Trivial thoughts not about writing (I hear you applauding already)

I thought I’d post some internal monologue stuff this time, instead of all the musings about writing.

Welcome to my world . . . built with *me* in mind. (Apologies to the original song’s creator[s].)

I loved the ORIGINAL Parent Trap movie, not ’cause I didn’t know where my parents were (in the other room, arguing at top of lungs, and if I went in there, one of them would whop me or use me as ammo and I’d get hit, cracked across the face, etc., so I knew not to go in there–at least after 7 PM; during the day, they were mostly pleasant), but because I always had a fond fantasy that I really had a sister somewhere whom I could talk to, play with, admire, despise, argue with, exchange clothes with, talk about books with, talk about boys with, etc. Now, see here, I wasn’t alone entirely. I usually had one tight-tight best friend who SEEMED like a sister and would spend many a night with our family. Often I had TWO of them, one from school and one from some unrelated venue (church, a club, a dramatics production, neighborhood), and those two would invariably not like each other and couldn’t be mixed, which is a good thing ’cause I know of many people who introduced their two BFs and those two promptly hooked up and excluded/ostracized their original introducer. Anyway, though, I wasn’t an outcast. We two usually had a few other friends we’d mix with, but we were the ones called the Toni Twins (if you do not get that, you are not my age) or the Bobbsey Twins (nonsensical, ’cause those were boy/girl sets, but anyway, you get the idea) or Mutt/Jeff, Martin/Lewis, “Kenan and Kel” (for you youngsters), etc. This was true through my first job, when the “school” structure no longer applied and it was every cat for herself. Anyway, I miss that now that I’m out of “girl” friends almost entirely IRL. Not that I need somebody I have to worry about and keep happy, but it WOULD be nice.

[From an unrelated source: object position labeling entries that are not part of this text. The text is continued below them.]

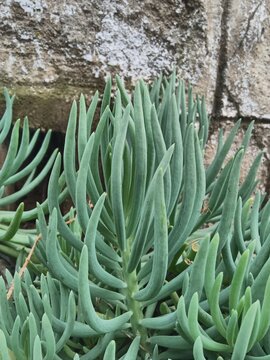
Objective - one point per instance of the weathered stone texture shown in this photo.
(247, 83)
(57, 49)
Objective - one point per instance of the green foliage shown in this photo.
(20, 174)
(158, 258)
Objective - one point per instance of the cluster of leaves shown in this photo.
(140, 267)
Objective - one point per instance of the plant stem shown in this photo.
(132, 304)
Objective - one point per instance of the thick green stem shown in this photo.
(132, 304)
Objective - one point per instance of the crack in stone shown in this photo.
(222, 60)
(233, 100)
(250, 18)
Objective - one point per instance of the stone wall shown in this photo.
(50, 51)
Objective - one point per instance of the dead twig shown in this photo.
(27, 261)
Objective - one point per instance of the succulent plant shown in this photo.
(18, 169)
(158, 256)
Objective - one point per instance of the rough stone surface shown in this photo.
(247, 81)
(52, 50)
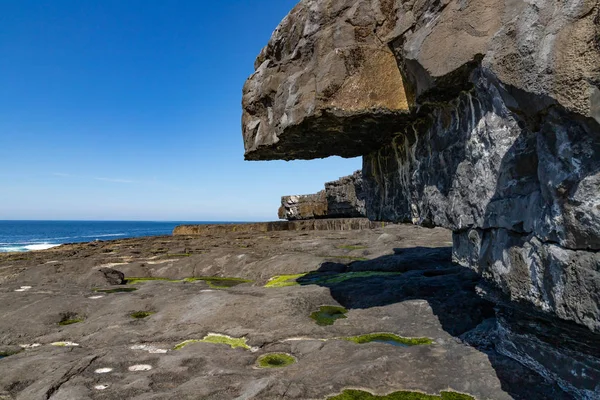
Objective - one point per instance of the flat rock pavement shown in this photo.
(67, 331)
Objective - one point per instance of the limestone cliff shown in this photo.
(343, 198)
(482, 117)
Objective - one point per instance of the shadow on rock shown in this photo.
(429, 274)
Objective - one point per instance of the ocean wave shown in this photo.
(105, 235)
(27, 247)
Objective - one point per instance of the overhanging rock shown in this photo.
(482, 117)
(342, 198)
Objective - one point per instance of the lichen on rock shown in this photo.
(481, 117)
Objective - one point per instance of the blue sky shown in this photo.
(113, 109)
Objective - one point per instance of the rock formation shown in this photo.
(343, 198)
(481, 117)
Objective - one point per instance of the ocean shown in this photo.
(41, 235)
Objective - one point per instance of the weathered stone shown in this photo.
(343, 198)
(308, 206)
(346, 197)
(112, 276)
(499, 140)
(336, 224)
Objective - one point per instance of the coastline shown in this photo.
(118, 311)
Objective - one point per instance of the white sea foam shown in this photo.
(27, 247)
(42, 246)
(106, 235)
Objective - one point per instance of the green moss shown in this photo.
(116, 290)
(70, 321)
(388, 338)
(327, 315)
(284, 280)
(216, 338)
(275, 360)
(352, 247)
(351, 394)
(141, 314)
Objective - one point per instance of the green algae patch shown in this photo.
(344, 276)
(275, 360)
(140, 314)
(284, 280)
(185, 343)
(327, 315)
(388, 338)
(216, 338)
(214, 282)
(351, 394)
(116, 290)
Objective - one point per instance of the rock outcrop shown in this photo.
(343, 198)
(336, 224)
(481, 117)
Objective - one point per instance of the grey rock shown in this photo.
(492, 131)
(343, 198)
(112, 276)
(309, 206)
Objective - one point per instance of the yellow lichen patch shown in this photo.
(284, 280)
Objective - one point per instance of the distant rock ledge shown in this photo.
(343, 198)
(337, 224)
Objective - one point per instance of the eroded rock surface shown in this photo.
(497, 136)
(397, 279)
(343, 198)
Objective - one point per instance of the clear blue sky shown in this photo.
(130, 109)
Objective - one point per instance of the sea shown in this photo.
(18, 236)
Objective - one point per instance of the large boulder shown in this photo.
(482, 117)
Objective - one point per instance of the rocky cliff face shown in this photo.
(343, 198)
(482, 117)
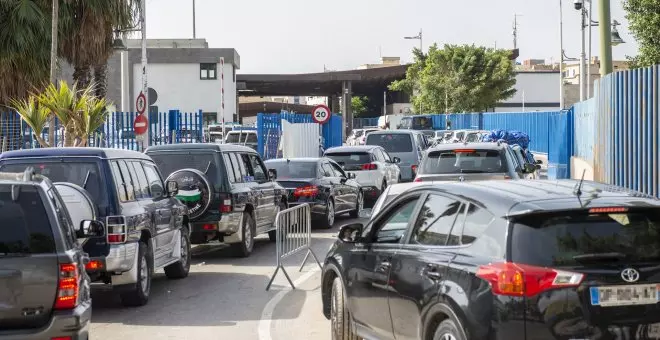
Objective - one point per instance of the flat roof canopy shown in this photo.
(364, 82)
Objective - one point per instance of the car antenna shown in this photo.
(578, 188)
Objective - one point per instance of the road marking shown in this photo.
(267, 314)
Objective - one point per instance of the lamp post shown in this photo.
(421, 49)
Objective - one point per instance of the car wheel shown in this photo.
(138, 295)
(244, 248)
(359, 205)
(179, 270)
(447, 330)
(340, 319)
(329, 219)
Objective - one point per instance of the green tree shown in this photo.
(359, 105)
(458, 78)
(644, 19)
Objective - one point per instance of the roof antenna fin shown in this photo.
(578, 188)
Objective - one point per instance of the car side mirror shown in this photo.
(90, 228)
(272, 174)
(350, 233)
(172, 188)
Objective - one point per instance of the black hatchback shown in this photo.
(500, 260)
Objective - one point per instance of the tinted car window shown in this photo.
(293, 169)
(555, 241)
(170, 162)
(464, 161)
(25, 227)
(350, 160)
(476, 222)
(391, 142)
(435, 221)
(75, 172)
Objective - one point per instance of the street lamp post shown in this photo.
(421, 49)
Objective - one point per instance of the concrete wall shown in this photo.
(580, 166)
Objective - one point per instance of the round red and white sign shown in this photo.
(321, 114)
(140, 124)
(141, 103)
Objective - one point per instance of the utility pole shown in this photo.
(605, 31)
(194, 22)
(53, 64)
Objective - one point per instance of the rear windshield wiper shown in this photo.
(594, 257)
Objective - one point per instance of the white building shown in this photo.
(185, 74)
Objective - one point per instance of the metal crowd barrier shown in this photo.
(294, 235)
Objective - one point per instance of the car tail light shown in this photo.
(507, 278)
(67, 287)
(117, 229)
(306, 191)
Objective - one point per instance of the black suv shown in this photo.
(229, 192)
(146, 227)
(500, 260)
(44, 291)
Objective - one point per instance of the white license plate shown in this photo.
(630, 295)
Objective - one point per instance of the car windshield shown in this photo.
(169, 162)
(25, 228)
(84, 174)
(464, 161)
(350, 160)
(293, 169)
(562, 240)
(391, 142)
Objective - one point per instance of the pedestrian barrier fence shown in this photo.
(294, 235)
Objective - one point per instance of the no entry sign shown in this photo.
(140, 124)
(321, 114)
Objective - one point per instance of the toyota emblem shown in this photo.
(630, 275)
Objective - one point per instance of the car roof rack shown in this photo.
(26, 176)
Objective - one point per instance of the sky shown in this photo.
(302, 36)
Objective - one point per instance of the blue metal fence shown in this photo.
(625, 115)
(269, 131)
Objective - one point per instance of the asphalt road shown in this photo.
(225, 298)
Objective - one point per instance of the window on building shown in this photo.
(208, 71)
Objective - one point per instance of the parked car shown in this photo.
(470, 162)
(322, 184)
(45, 292)
(407, 145)
(146, 227)
(372, 166)
(499, 260)
(243, 137)
(227, 190)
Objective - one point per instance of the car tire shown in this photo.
(180, 269)
(447, 330)
(341, 327)
(138, 294)
(245, 247)
(359, 205)
(329, 216)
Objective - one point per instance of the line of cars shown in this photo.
(477, 248)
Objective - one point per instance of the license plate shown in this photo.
(630, 295)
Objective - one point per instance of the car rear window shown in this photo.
(464, 161)
(350, 160)
(293, 170)
(25, 227)
(84, 174)
(170, 162)
(391, 142)
(561, 240)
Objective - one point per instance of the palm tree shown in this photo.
(24, 42)
(87, 32)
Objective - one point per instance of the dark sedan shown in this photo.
(321, 183)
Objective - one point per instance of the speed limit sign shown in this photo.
(321, 114)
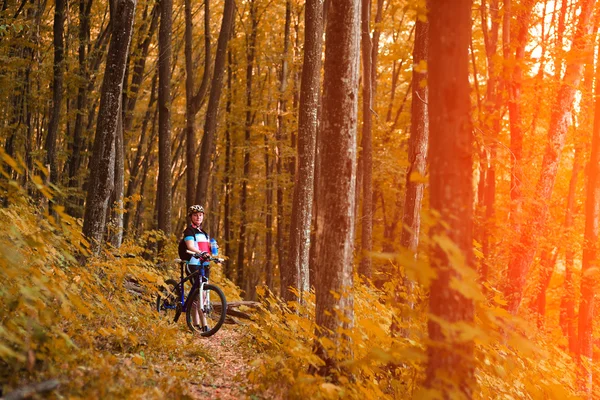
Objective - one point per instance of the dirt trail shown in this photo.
(226, 373)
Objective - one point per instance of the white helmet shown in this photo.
(195, 209)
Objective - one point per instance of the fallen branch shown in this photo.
(30, 390)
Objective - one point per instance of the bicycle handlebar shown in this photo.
(205, 256)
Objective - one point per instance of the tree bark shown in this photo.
(366, 238)
(57, 87)
(590, 263)
(524, 249)
(75, 153)
(280, 137)
(250, 58)
(517, 42)
(103, 159)
(450, 366)
(492, 126)
(210, 124)
(164, 117)
(336, 184)
(417, 154)
(296, 273)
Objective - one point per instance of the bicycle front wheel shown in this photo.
(207, 312)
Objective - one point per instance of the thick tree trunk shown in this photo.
(140, 55)
(417, 155)
(210, 124)
(136, 164)
(365, 267)
(450, 366)
(57, 84)
(523, 17)
(524, 249)
(250, 57)
(335, 235)
(103, 159)
(296, 273)
(81, 105)
(164, 117)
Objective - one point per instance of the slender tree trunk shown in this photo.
(192, 100)
(523, 17)
(590, 263)
(103, 159)
(334, 281)
(210, 124)
(281, 133)
(296, 273)
(493, 109)
(57, 84)
(268, 215)
(164, 117)
(228, 180)
(190, 116)
(450, 366)
(365, 267)
(417, 153)
(136, 164)
(250, 58)
(116, 211)
(524, 249)
(81, 105)
(568, 322)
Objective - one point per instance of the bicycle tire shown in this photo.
(215, 310)
(167, 300)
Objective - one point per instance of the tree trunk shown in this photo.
(136, 164)
(164, 117)
(116, 205)
(103, 159)
(417, 153)
(365, 267)
(491, 123)
(296, 273)
(335, 235)
(228, 179)
(57, 84)
(450, 367)
(210, 124)
(518, 43)
(567, 307)
(75, 153)
(590, 263)
(250, 53)
(191, 100)
(280, 136)
(524, 250)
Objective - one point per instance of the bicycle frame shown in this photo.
(199, 283)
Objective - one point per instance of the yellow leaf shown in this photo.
(137, 359)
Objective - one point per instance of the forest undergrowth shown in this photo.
(80, 326)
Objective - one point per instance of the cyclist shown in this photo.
(197, 240)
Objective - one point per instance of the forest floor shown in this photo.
(227, 368)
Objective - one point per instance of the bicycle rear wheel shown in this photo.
(214, 310)
(167, 300)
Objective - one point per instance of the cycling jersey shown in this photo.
(201, 239)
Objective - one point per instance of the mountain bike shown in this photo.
(204, 298)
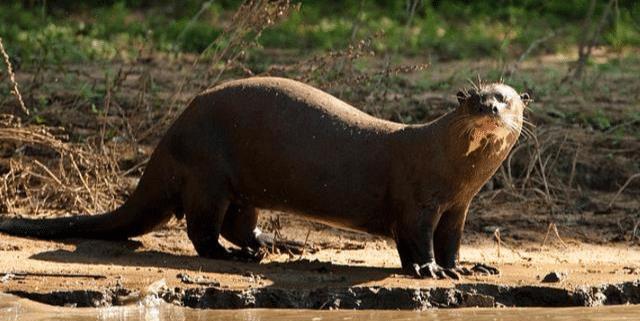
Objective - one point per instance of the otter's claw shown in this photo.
(435, 271)
(484, 269)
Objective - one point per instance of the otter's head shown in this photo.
(491, 114)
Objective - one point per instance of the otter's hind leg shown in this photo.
(205, 206)
(241, 228)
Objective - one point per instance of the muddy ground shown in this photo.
(576, 173)
(349, 271)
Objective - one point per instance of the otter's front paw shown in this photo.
(435, 271)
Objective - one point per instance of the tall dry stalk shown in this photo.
(12, 77)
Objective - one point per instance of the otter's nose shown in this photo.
(489, 108)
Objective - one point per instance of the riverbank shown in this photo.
(348, 271)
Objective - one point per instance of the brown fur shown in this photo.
(274, 143)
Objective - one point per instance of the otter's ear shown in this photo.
(462, 96)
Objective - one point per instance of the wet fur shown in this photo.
(278, 144)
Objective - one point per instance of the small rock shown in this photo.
(554, 277)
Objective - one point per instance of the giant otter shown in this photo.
(274, 143)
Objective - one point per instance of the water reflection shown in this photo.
(14, 309)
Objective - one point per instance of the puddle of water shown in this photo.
(15, 309)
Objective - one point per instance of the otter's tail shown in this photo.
(149, 206)
(116, 225)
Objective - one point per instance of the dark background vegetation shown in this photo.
(79, 30)
(103, 79)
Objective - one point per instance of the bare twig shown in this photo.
(629, 180)
(12, 78)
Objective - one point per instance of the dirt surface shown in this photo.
(347, 265)
(571, 185)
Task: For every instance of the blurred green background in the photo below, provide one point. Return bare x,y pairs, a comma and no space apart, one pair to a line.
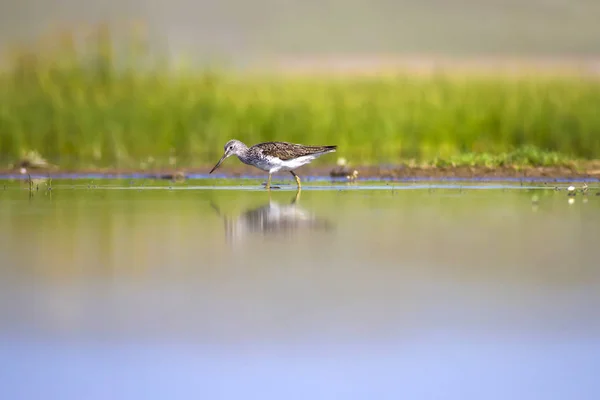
151,84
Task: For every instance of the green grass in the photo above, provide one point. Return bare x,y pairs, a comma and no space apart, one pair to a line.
78,109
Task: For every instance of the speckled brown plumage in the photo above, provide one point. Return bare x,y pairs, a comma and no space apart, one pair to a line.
287,151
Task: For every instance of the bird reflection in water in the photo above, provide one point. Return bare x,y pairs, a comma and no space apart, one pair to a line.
272,219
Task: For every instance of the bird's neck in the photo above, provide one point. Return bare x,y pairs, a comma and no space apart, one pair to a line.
242,154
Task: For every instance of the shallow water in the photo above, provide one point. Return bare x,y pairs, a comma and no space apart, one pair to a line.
206,289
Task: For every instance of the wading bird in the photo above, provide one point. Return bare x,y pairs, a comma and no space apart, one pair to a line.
274,156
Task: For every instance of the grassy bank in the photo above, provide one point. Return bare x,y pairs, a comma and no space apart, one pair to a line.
79,109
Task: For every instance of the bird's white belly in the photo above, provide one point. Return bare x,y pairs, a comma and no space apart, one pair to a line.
277,165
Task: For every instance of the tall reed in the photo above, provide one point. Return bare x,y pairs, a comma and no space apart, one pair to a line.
93,104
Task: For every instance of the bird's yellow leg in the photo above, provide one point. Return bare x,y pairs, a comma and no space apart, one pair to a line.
297,179
268,187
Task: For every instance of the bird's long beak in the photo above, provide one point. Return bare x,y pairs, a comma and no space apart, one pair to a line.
219,163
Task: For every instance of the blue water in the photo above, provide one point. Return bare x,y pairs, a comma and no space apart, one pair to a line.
123,289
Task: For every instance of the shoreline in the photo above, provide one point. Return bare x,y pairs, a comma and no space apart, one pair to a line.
590,170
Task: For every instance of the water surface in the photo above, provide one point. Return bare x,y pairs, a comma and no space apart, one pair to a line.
147,289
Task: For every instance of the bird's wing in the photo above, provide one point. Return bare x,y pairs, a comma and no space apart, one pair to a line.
286,151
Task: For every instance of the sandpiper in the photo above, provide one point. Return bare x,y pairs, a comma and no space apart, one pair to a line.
274,156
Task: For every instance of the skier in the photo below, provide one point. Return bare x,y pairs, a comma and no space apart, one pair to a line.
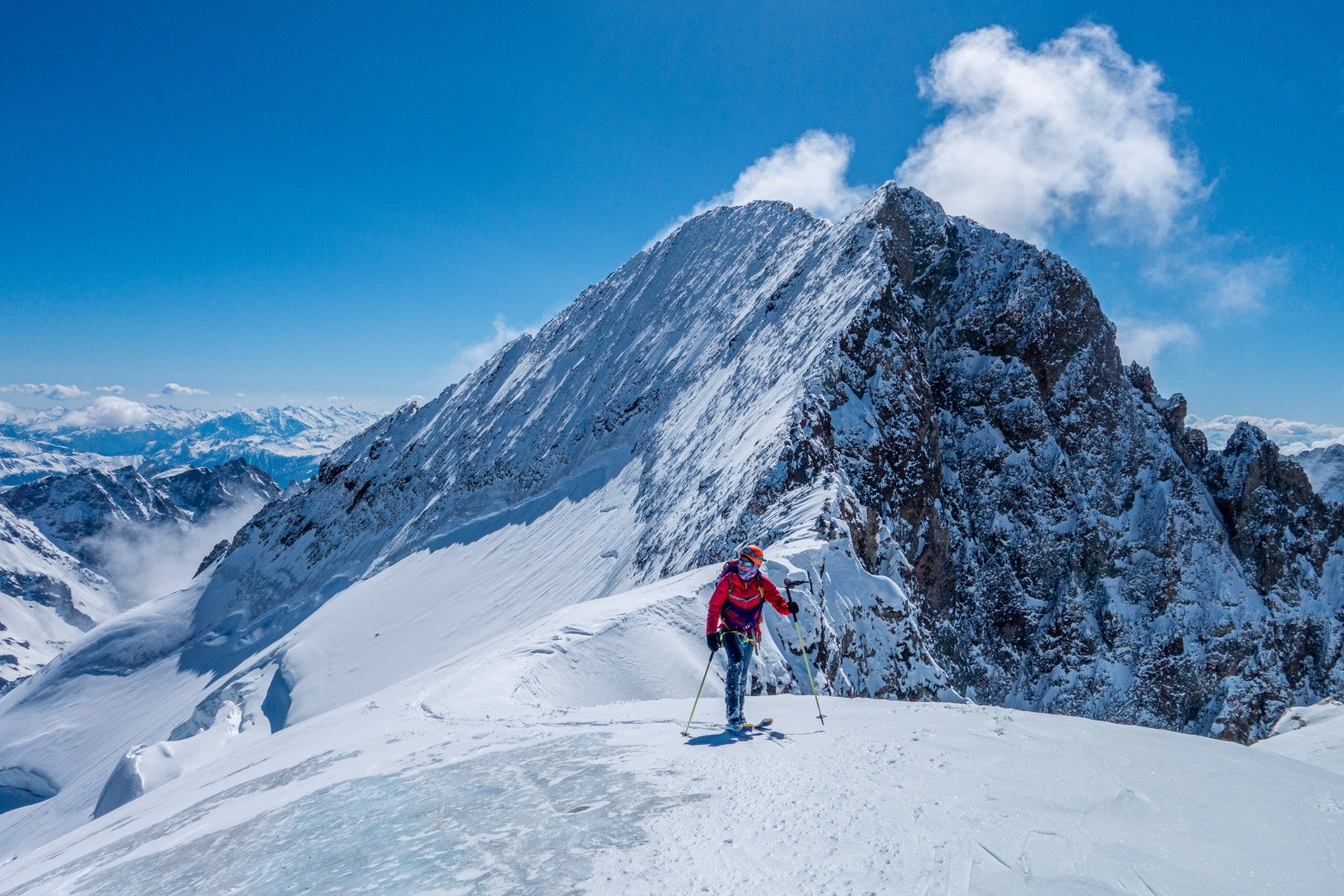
734,622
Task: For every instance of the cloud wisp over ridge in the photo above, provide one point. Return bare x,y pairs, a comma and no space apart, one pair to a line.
1294,437
1075,129
178,389
1079,134
54,391
812,172
468,358
1144,342
108,411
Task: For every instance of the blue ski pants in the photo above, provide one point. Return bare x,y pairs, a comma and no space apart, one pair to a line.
738,649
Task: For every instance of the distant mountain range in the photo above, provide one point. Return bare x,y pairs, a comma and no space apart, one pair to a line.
286,443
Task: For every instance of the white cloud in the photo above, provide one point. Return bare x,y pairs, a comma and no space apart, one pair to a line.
54,391
1144,342
1035,140
810,172
1203,268
176,389
148,562
468,358
108,411
1292,437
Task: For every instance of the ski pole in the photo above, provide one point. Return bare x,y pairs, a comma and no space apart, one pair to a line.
806,664
687,732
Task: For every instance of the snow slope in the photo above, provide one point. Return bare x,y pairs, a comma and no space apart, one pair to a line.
147,537
47,600
895,398
1310,734
553,762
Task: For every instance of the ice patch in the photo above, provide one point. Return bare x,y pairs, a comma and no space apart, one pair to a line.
530,821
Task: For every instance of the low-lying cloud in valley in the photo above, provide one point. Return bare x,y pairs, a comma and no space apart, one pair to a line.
148,562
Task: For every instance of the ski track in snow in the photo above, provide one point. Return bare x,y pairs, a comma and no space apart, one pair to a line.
467,779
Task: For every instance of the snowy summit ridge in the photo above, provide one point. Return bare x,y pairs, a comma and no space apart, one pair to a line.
927,419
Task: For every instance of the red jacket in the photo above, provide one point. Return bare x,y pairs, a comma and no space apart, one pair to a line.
738,604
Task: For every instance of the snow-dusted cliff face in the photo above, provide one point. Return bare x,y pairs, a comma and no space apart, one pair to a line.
1324,466
286,443
927,419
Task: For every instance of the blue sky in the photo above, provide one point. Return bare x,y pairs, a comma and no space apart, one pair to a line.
295,202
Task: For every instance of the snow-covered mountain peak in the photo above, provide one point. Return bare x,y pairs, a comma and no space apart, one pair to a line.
927,421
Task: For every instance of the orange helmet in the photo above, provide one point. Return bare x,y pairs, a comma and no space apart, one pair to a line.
753,553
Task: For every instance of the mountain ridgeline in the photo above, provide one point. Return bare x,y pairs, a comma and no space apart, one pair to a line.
958,401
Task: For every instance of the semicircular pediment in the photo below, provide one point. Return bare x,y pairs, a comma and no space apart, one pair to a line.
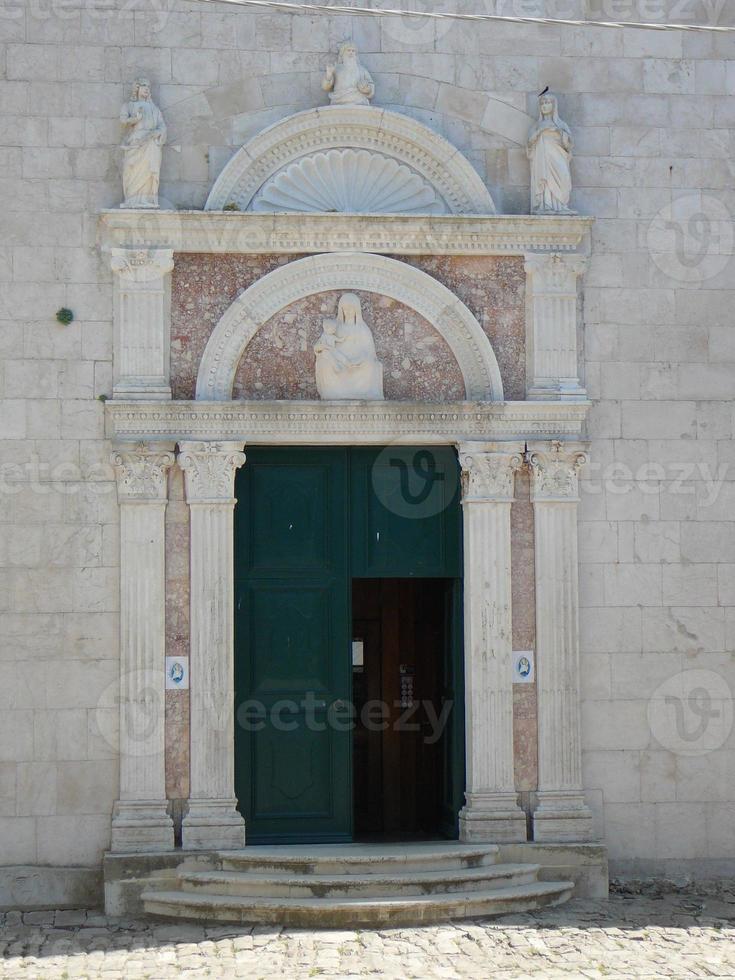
349,182
302,163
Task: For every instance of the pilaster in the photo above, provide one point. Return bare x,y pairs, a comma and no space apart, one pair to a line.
140,820
209,471
561,814
551,332
491,812
142,322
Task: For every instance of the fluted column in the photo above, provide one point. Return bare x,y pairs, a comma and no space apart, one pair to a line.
140,818
561,813
209,471
142,328
551,342
491,812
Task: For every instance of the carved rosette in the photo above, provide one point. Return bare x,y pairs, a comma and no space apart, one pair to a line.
141,264
209,470
141,473
555,473
488,475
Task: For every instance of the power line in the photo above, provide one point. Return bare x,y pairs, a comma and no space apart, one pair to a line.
327,8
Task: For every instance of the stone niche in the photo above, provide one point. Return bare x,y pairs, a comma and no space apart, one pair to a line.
278,363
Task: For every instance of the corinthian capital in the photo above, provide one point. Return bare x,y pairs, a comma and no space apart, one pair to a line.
141,264
555,472
553,272
209,470
141,472
488,473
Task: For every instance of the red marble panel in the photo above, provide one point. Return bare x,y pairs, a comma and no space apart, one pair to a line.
493,287
279,362
418,364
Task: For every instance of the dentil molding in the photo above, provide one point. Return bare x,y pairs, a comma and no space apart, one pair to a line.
345,423
218,232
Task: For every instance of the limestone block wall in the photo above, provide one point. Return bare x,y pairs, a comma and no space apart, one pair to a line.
652,114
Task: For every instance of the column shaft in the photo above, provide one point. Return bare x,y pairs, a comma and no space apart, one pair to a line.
142,284
212,821
140,819
561,813
491,812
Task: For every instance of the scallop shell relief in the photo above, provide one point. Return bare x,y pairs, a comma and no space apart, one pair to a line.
352,181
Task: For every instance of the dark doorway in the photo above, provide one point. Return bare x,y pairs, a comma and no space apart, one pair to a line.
403,705
318,531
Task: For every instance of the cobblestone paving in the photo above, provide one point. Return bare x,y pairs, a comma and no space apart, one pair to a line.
673,936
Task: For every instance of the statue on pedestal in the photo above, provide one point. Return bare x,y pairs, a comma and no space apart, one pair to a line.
347,365
550,152
145,134
347,82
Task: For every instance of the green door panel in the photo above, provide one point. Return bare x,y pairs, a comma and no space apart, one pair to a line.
307,522
405,518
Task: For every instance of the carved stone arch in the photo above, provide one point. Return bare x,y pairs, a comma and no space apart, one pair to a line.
406,155
350,271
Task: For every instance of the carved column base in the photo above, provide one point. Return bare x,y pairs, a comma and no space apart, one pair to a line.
141,826
212,825
562,818
130,391
492,818
562,389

That Darn Cat is my next fave flick from that era. Saw it on the Big Screen when I was a kid. Remembered it as being far cleverer than it actually probably is. (Bobby Darin sings the title track–trivia note for BD fans like me.) A magical experience, going to a theater as a child. In 1965, when I was around 5, the theaters didn’t BLAST the sound the way they do now, and you could live through the sound. Theater seats and screens bigger. Much more refrigerated. House lights brighter. Perhaps that was part of the illusion of the magical childhood. Anyhow, it was a pleasant experience. We also saw Flipper–that was the FIRST movie I ever saw in a theater, a large one in Houston near Sharpstown–and then Angel in my Pocket with Andy Griffith, seen at large-screen Texas theater in Sherman, Texas, with aunt, uncle, and grandmother. Aren’t you fascinated? I’m sure you are. *yawn*

I used to hope that I had a sister somewhere who would show up. Now that I’m fortyish, it’s too damn late. But anyhow, it woulda been nice.

(“Isn’t it pretty to think so.”)

(Edited to end the faulty “underline” command, which was making everything underscored. Also, extra points to those bookish types who recognize the last line of original entry as last line of a v. famous American novel.)